Extrusive volcanic features like vents, craters, and cones can produce alignments and other linear structures that indicate the orientations of feeder dikes and regional tectonic stresses. These dikes form parallel to the maximum compressional stress (σ1) and perpendicular to minimum compressive stress (σ3), and/or exploit preexisting planes of weakness. Volcanic constructs fed by these magmatic intrusions are therefore indicators of tectonic stress directions and subsurface structural fabrics, which can be deduced through detailed mapping and assessment of the spacing, shapes, and linear arrays of these volcanic features. Mt Marsabit (2.32°N, 37.97°E) is a massive 6,300 km2 off-axis volcano located in Northern Kenya on the eastern shoulder of the Kenyan Rift, 170 km east from the center of the East African Rift System (EARS). Initial construction began in the Miocene, with the peak of volcanic activity occurring in the Pliocene. A multitude of maar craters, scoria cones, and tuff cones developed in the Quaternary, primarily along the northern and eastern slopes. These extrusive volcanic features were mapped in the late eighties but have not been revisited using modern technology. Here we present findings from our analyses of the morphologies and alignments of 242 of extrusive volcanic features found on Marsabit.

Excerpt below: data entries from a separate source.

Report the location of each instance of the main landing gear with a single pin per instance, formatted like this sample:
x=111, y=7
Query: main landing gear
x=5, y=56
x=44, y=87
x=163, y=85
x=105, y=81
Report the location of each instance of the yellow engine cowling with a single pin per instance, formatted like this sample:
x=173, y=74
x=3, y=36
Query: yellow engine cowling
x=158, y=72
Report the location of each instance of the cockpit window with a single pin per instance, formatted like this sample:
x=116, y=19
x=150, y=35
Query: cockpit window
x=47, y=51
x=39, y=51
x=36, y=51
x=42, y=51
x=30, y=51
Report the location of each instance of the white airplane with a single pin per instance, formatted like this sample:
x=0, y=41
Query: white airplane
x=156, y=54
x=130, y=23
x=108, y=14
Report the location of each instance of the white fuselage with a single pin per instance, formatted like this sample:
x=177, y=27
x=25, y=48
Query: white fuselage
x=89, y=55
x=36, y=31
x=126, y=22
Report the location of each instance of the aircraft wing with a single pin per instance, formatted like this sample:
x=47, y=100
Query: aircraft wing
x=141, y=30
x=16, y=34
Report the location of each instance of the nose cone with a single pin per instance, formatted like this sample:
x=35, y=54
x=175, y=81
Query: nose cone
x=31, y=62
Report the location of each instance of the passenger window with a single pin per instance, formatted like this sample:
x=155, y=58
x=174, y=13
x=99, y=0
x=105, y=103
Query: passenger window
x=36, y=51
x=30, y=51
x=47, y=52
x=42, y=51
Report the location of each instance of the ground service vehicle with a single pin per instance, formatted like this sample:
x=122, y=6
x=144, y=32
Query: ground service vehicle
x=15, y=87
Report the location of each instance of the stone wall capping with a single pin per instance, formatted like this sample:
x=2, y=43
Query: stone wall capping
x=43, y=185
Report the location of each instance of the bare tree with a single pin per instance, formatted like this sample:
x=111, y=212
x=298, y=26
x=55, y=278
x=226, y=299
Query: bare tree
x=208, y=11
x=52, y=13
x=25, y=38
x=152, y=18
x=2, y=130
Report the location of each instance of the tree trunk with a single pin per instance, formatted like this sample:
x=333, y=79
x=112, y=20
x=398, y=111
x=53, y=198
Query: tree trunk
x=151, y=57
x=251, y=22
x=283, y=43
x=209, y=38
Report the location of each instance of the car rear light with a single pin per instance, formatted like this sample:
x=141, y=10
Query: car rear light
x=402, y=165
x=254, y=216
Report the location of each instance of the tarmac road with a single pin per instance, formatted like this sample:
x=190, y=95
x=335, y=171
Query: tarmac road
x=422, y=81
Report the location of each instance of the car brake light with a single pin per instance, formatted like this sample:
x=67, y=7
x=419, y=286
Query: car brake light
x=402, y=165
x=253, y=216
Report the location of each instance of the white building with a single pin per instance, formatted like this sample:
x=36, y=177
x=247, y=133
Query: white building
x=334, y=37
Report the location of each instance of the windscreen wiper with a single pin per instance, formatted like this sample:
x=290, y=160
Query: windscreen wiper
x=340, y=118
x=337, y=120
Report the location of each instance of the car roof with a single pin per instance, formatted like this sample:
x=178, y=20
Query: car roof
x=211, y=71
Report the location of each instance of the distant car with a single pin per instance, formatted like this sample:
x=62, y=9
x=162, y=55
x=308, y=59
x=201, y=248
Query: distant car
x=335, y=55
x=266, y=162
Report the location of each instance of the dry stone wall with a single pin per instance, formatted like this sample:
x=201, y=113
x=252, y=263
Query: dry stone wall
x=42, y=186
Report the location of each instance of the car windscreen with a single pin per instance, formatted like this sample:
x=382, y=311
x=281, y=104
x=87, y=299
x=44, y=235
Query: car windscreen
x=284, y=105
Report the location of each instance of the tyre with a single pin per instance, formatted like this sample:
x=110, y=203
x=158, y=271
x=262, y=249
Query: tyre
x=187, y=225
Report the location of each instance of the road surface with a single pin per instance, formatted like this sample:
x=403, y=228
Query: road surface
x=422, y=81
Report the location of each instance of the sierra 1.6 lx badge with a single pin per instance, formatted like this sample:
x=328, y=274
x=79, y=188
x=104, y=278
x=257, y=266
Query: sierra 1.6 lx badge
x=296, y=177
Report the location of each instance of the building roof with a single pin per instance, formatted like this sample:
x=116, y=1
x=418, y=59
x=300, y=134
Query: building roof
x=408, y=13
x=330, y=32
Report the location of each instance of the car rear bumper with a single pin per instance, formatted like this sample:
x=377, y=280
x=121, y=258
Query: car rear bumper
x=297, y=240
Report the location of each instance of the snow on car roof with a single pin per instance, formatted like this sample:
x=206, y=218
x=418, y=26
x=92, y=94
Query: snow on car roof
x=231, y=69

We then interpret the subsurface feeder system to off-axis volcanism in this sector of the EARS. Methodologies modified from Paulsen and Wilson (2010) and Muirhead et al. (2015) are used to map volcanic craters and cones using Google Earth. The orientations, shapes, and positions of volcanic features observed over the 8,000 km2 region indicate the presence of NE-SW orientated feeder dikes, which trend oblique to the general N-S trends observed in nearby sectors of the EARS such as faults found immediately south of Lake Turkana and the Elgeyo escarpment of the Kenyan rift. The strong NE-SW orientation of volcanic lineaments on Marsabit suggests that either a local NW-SE extension direction or a NE-SW orientated crustal fabric controls the geometry of the underlying plumbing system to this off-axis volcano. From this data we have created a series of rose diagrams to indicate the possible angles and locations of subsurface dikes, illustrating the regional tectonic stress field in Marsabit. We then compare these rose diagrams to other features found in the EARS.